Friday, November 18, 2011

Forex strategies revealed are always the buzz words that are mentioned in any email I get, promising the easiest way to earn money in Forex. How many do I get? At least 5 a day. This is largely due to my first tentative steps into the World of Forex, and looking for a broker etc... You give them your details, and then pretty quickly you are left with a system that is shoddy at best, downright dangerous at worst. And on top of that, you are bombarded with the next great big thing in the World of Forex. Talk to 99% of people, and they can not resist the temptation to find out what it is and discover if this really is the hidden gem that has been missing from their lives for so long.... Let me give you a hint... It is not!!!
The good thing though, is that if you implement and test these strategies, after a while you will be able to make something up yourself that you can actually make work! Yes that is right, if you are willing to put the effort in, you can be successful. How successful? That is down to you and only to you. This can either be daunting, or empowering. Your failure is in your hands, but counter intuitively, more worringly, so is your success.

So how do you go from buying the latest fad, to creating a winning strategy that will actually work?

The process is easy, but very time consuming. If I could give you a guarantee that you would be earning a million pounds, how long would you dedicate to it? A month, a Year, a decade even?

Forex promises riches beyond your wildest dreams, and you can start turning that £10 into £1 million within 3 months (yes they actually expect you to believe that) and I am sure for that 1 person out of millions has been able to do that very thing – the laws of probability says that it can be done, but the laws of probability says that it probably won’t be you...

The most important thing to do is to start on the higher time frames – more people can lose more the lower the time frame they use.
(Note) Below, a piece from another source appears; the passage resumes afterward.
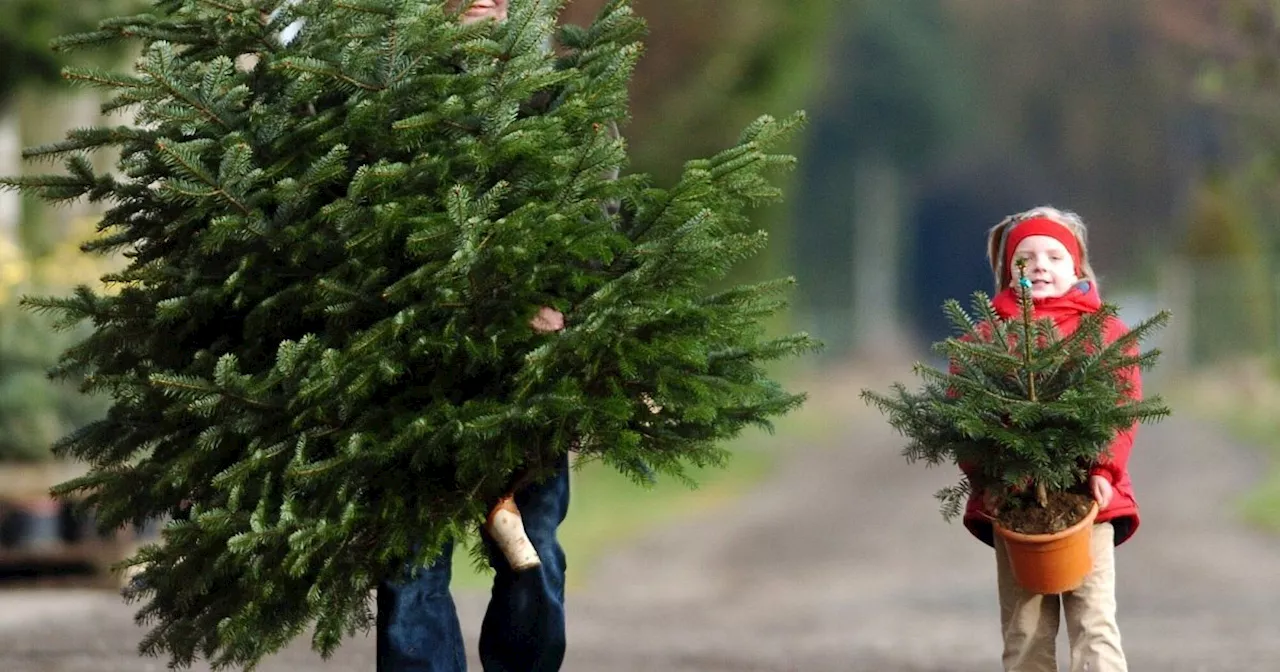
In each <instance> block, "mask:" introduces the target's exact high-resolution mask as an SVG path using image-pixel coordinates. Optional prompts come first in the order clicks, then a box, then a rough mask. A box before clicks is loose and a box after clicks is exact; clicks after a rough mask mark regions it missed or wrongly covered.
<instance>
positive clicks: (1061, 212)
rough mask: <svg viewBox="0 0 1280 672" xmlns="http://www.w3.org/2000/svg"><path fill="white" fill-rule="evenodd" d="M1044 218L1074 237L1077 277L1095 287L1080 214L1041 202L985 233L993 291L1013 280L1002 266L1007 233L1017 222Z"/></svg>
mask: <svg viewBox="0 0 1280 672" xmlns="http://www.w3.org/2000/svg"><path fill="white" fill-rule="evenodd" d="M1037 218H1043V219H1047V220H1051V221H1055V223H1057V224H1061V225H1062V227H1066V230H1069V232H1071V234H1073V236H1075V242H1076V244H1079V246H1080V259H1076V260H1075V264H1076V266H1078V268H1079V269H1080V279H1082V280H1088V282H1091V283H1093V285H1094V287H1097V283H1098V279H1097V276H1096V275H1094V274H1093V269H1092V268H1091V266H1089V246H1088V229H1085V227H1084V220H1083V219H1080V215H1076V214H1075V212H1071V211H1070V210H1059V209H1056V207H1052V206H1047V205H1042V206H1038V207H1033V209H1030V210H1027V211H1024V212H1018V214H1016V215H1009V216H1007V218H1005V219H1004V220H1001V221H1000V224H996V225H995V227H992V228H991V230H988V232H987V261H988V262H989V264H991V273H992V275H995V280H996V292H997V293H998V292H1001V291H1004V289H1006V288H1007V287H1009V284H1010V283H1011V282H1012V274H1011V273H1009V269H1006V268H1005V255H1006V250H1005V246H1006V243H1007V242H1009V232H1011V230H1012V229H1014V227H1016V225H1018V224H1020V223H1023V221H1025V220H1028V219H1037Z"/></svg>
There is nothing glorious in losing your hard earned cash within a week... staying in the game is key! This is why Demo accounts are available.
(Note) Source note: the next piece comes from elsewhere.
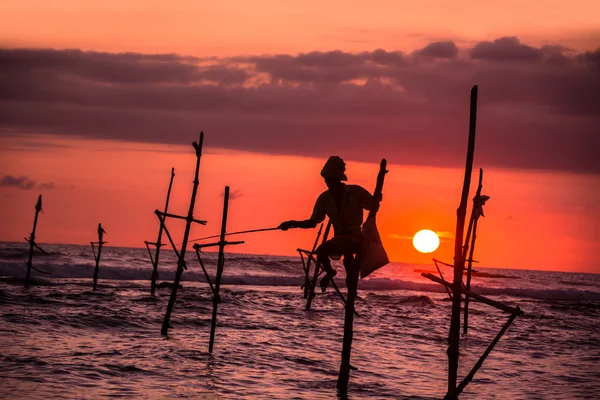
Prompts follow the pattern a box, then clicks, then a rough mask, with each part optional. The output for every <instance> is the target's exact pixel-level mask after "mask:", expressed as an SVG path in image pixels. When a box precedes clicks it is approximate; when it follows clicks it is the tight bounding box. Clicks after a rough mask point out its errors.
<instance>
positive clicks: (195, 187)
mask: <svg viewBox="0 0 600 400" xmlns="http://www.w3.org/2000/svg"><path fill="white" fill-rule="evenodd" d="M203 141H204V132H200V140H199V143H196V142H194V143H192V145H193V146H194V149H195V150H196V172H195V174H194V186H193V188H192V197H191V199H190V207H189V210H188V215H187V218H186V223H185V231H184V233H183V242H182V243H181V251H180V252H179V259H178V260H177V272H176V274H175V281H174V282H173V287H172V289H171V297H169V304H168V305H167V312H166V314H165V319H164V321H163V326H162V329H161V333H162V334H163V335H166V334H167V333H168V332H169V328H170V327H171V326H170V325H169V322H170V320H171V314H172V313H173V306H174V305H175V300H176V299H177V288H178V287H179V282H180V281H181V274H182V273H183V269H184V267H185V251H186V248H187V242H188V239H189V236H190V228H191V226H192V222H193V221H194V206H195V204H196V193H197V192H198V184H199V181H198V172H199V171H200V158H201V157H202V143H203ZM161 225H162V226H164V225H165V221H164V220H163V221H162V223H161Z"/></svg>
I will say that demo accounts have their pros and cons. What you want to test out on your demo account is simply the strategy that you use. You are testing to see if the mechanics of the system are repeatable and are successful. You are not demoing to become a millionaire, on a live account things change dramatically. What you need to know is that if you were to lift the system from demo to live, the system would work. This is also why using the higher timeframes are key, as profits should be greater, which means that you will not be lulled into a false sense of security when you see only profit – live accounts come with a multitude of fees that are not shown on a demo account.

So you start on a demo account, what should you be looking for? I always start my demo account with an amount of money that I actually have to play with. If you have $1000, why demo an account with $50,000? Is that going to give you realistic expectations? It also trains you to accept that, certainly at the beginning, you are going to be trading with a view to earning $5 per trade as opposed to $1000. There is nothing as disheartening as demoing a huge account, and then start dreaming of what you could spend your money on, and then to start only making a couple of dollars on your real account – human nature says that you will start to take bigger risks as you try to fulfil your expectations. When you do this, say goodbye to Mr. Account!
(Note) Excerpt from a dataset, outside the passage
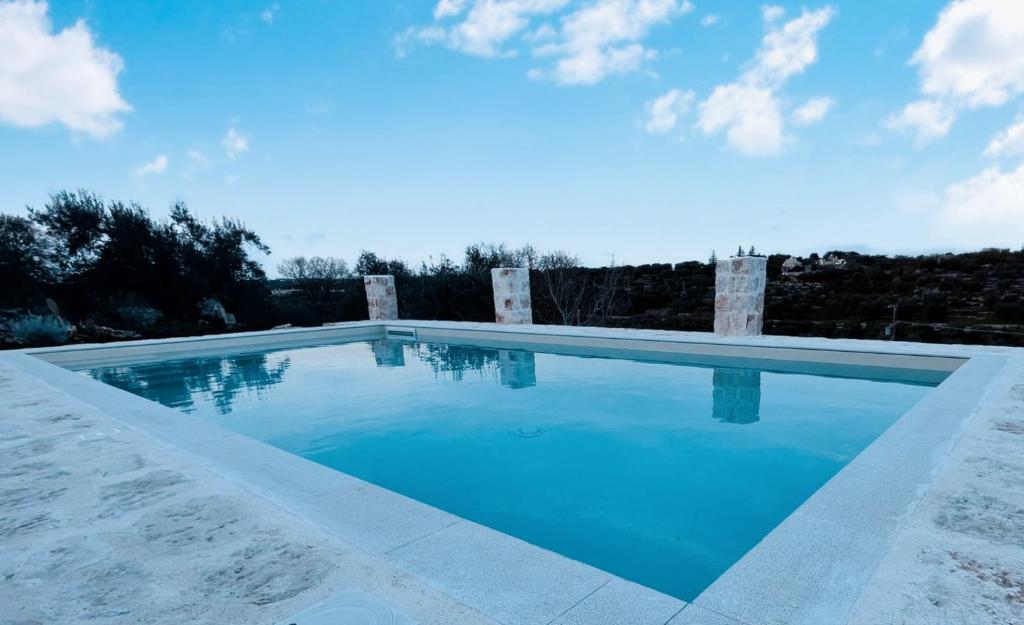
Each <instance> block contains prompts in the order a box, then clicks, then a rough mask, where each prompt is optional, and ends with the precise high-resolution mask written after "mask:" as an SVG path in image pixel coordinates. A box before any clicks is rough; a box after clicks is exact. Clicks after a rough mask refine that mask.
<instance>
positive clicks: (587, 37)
mask: <svg viewBox="0 0 1024 625" xmlns="http://www.w3.org/2000/svg"><path fill="white" fill-rule="evenodd" d="M692 10H693V5H692V4H691V3H690V2H689V0H588V1H586V2H583V1H578V2H575V3H573V2H571V1H570V0H439V2H438V3H437V4H436V5H435V6H434V23H433V24H431V25H429V26H425V27H419V28H410V29H407V30H406V31H404V32H402V33H400V34H399V35H398V36H396V37H395V38H394V47H395V52H396V54H397V55H398V56H399V57H401V56H404V55H406V53H407V52H408V48H409V46H410V45H411V44H414V43H421V44H426V45H432V44H442V45H445V46H447V47H450V48H452V49H455V50H459V51H461V52H463V53H466V54H470V55H474V56H481V57H509V56H515V55H516V54H518V52H519V50H518V49H516V47H515V43H519V44H525V45H526V46H527V47H528V49H529V50H530V51H531V52H532V54H534V56H535V57H539V58H551V59H552V61H551V66H550V67H546V68H534V69H531V70H530V71H529V72H528V76H529V77H530V78H534V79H548V80H552V81H554V82H556V83H558V84H565V85H589V84H594V83H596V82H599V81H601V80H603V79H604V78H606V77H608V76H612V75H616V74H628V73H632V72H636V71H638V70H640V69H641V68H642V67H643V65H644V63H645V61H647V60H650V59H652V58H654V57H656V55H657V52H656V51H655V50H652V49H648V48H647V47H645V46H644V45H642V43H641V42H642V40H643V39H644V38H645V37H646V36H647V34H648V32H649V30H650V29H651V28H652V27H654V26H655V25H658V24H666V23H668V22H670V20H671V19H672V18H673V17H675V16H677V15H681V14H683V13H688V12H690V11H692ZM559 14H560V18H559V20H558V26H557V28H556V27H553V26H552V25H551V24H548V23H545V24H541V25H540V26H539V27H537V28H536V29H535V30H532V31H530V30H529V29H530V28H531V25H534V24H535V22H536V20H540V19H545V18H548V17H549V16H553V15H556V16H557V15H559Z"/></svg>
So you now have your demo account at a level that you can afford, you now need to start thinking about how much you can risk on each trade. This would generally be between 1% - 3% per trade. Your goal is to make 2%-6% on each trade to cover your losses and still be in profit. So how do you go about this?

1 standard lot = $10 per pip
1 mini lot (0.1 of a standard lot) = $1 per pip
1 micro lot (0.01 of a standard lot) = $0.1 per pip
1 nano lot (0.001 of a standard lot) = $0.01 per pip

If you have a $1000 account, each trade should have a maximum risk of $30.
You position your stop loss, ie 150 pips, and then work out how much you can afford per pip – $30/ 150 =0.2.

So your lot size would be 2 micro lots... $0.2 per pip.

A handy formula would is:

#lots = Acct_ size$ x %risk_per_trade x 0.1 / stoploss_pips

So, with a $1000 account X 0.03 X 0.1 / 150 = 0.02 (which is the micro lot)

You could halve your stop loss to 75, and you would be trading with $0.4 per pip. Your risk is still $30 though. Hopefully you can see how this works. If you want to compound your earnings, you can feed the new account details into the above formula. Or you could set this for a week, and then change the levels.
Either way comes with pros and cons, but this is down to the individual as to how they would like to play it.

The change from demo to real should be within a year if the testing is going well (why would you go live with a system that does not work?). The biggest problem that you have on a live account – is YOU! You have to deal with the emotions of seeing your account showing minus numbers. It does happen, and you have to accept that it is something that will happen. Don’t deviate from your max stop loss, as if you were doing everything right in your demo, then this would just be a normal fluctuation. At the end of the day, you would only be losing a max of $30, and should be able to easily grab that back on the next trade..

Happy trading, and hope this helps a little way!